The hundreds of historic structures that make up Hudson’s stunning streetscape didn’t just happen. They were masterfully planned and constructed by a group of dedicated and talented builders using the materials, tool and techniques of their day.
For its November meeting, Hudson Heritage Association will host Hudson Library and Historical Society archivist Gwendolyn Mayer, who will present "Building Hudson’s Homes: The Creation of Our Stunning Streetscape."
The meeting will be at 7:30 p.m. Thursday, Nov. at Barlow Community Center, 41 South Oviatt Street in Hudson. The event is free and open to the public. Refreshments will be served.

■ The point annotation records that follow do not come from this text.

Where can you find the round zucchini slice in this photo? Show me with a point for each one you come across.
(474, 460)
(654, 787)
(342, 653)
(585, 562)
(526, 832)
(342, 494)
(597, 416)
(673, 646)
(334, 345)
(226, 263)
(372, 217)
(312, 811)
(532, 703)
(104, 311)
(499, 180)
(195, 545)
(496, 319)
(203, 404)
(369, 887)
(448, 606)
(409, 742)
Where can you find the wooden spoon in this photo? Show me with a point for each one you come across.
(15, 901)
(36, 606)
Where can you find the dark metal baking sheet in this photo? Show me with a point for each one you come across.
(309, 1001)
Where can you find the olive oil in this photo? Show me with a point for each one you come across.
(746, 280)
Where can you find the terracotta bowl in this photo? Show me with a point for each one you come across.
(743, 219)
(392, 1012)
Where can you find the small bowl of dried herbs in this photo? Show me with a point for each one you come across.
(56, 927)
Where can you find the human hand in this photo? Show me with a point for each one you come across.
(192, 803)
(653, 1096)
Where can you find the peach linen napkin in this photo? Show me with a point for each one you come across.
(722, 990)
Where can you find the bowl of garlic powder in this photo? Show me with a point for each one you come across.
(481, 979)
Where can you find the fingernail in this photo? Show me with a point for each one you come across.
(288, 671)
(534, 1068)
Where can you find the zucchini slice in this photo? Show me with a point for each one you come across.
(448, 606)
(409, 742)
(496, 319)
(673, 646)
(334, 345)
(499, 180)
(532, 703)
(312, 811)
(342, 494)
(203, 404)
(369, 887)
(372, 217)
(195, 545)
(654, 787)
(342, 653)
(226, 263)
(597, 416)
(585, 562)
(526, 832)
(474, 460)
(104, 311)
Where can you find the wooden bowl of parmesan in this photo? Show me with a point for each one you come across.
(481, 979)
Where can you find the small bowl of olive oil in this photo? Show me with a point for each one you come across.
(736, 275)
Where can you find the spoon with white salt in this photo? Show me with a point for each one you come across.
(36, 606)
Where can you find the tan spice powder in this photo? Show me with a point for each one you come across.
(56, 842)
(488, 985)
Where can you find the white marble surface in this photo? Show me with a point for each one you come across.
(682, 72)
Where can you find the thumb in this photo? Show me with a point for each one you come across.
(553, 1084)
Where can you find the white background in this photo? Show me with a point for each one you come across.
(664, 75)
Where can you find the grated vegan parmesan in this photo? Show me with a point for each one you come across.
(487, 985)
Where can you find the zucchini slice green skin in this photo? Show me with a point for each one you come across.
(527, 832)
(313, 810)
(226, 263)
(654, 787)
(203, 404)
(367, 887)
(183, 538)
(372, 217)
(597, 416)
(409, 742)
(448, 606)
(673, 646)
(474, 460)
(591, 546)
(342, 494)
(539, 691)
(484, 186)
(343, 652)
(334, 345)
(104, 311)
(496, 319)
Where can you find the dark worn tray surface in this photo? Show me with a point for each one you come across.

Mayer will trace the evolution of home-building in Hudson throughout the 19th century and how the town’s memorable and majestic homes were designed and constructed.
"During the 1800s, Hudson mirrored the terrific growth of our nation itself," Mayer said. "As America grew from its infancy into a world power, Hudson and its homes transformed as well. As the century progressed, joiners, carpenters, brick and stone masons used their talents to take advantage of such advancements as balloon-frame construction, milled lumber, machine-cut nails and eventually indoor plumbing and lighting to masterfully craft the homes of Hudson."
Mayer will highlight the lives and structures of some of Hudson’s storied builders, including Frederick Bunnell, Henry Bristol, John and William Humiston, Simeon Porter and Ransom Sanford.
"The stories of these people and their work are crucial to understanding the uniqueness of Hudson," Mayer said.
HHA President Chris Bach said Mayer is expected to offer a "fascinating and enlightening" presentation.
"This one is going to be special, because we don’t always take the time to learn about and honor the people whose sweat and savvy created the beautiful structures in our town," he added.
Mayer has been archivist at the Hudson Library and Historical Society for more than 20 years.
In that position, she has not only carefully cultivated the library’s massive collections, performed research and assisted scores of authors and historians, she has nurtured a love of Hudson history through walking tours, exhibits, presentations and more.